= Nandhikesvarar Temple, Thenur =

Shiva temple in Perambalur district, Tamil Nadu, India

Nandhikesvarar Temple is a Hindu temple dedicated to the deity Shiva, located at Thenur in Perambalur district, Tamil Nadu, India.

==Vaippu Sthalam==
It is one of the shrines of the Vaippu Sthalams sung by Tamil Saivite Nayanars Appar and Sambandar. This place is also known as Mathuvapuri.

==Presiding deity==
The presiding deity in the garbhagriha, represented by the lingam, is known as Nandhikesvarar.
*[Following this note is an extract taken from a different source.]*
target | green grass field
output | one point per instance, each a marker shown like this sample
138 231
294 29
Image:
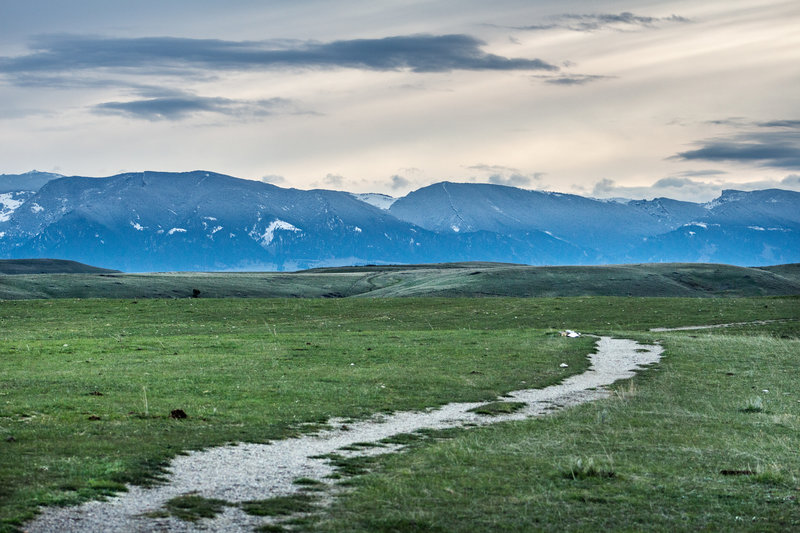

The goddess is known as Mahasambathgowri and Perunthiru Piratti.

==Specialities==
The presiding deity is wonderful to look at. In front of the shrine of the presiding deity, in the mandapa, the sculpture of Saraba is found. Zamindars of Thuraiyur have carried out renovations. In the front mandapa of the east gate, the sculptures of Zambindar and his wife are found on the pillars. Sivaratri and Maham festivals are celebrated in this temple.

==Structure==
In the entrance, at the facade, the stucco sculptures of Vinayaka, Risabarudar, and Subramania are found. After crossing the entrance, the shrine of the goddess is found. She is found in a standing posture. It is facing south. The shrine of the presiding deity is facing east. Dwarapalakas are found on either side of the entrance of the garbhagriha. The shrine of the goddess is facing south. In the Prakara temple, vahanas are kept. Kartikeya with the peacock is found. Sculptures of Bairava, Surya and Navagraha are found. The compound wall is found to be dilapidated. Kosta sculptures are found in the shrines of the presiding deity and the goddess.

==Location==
The temple is at Thenur, 32 km north of Trichy-Thuraiyur road, via Ethumalai in the north. This temple can be reached from Thiruppattur Brahmapurisvarar Temple, located 11 km north-west. One-time puja is held in this temple daily. The temple is found in the Thenur bus stop.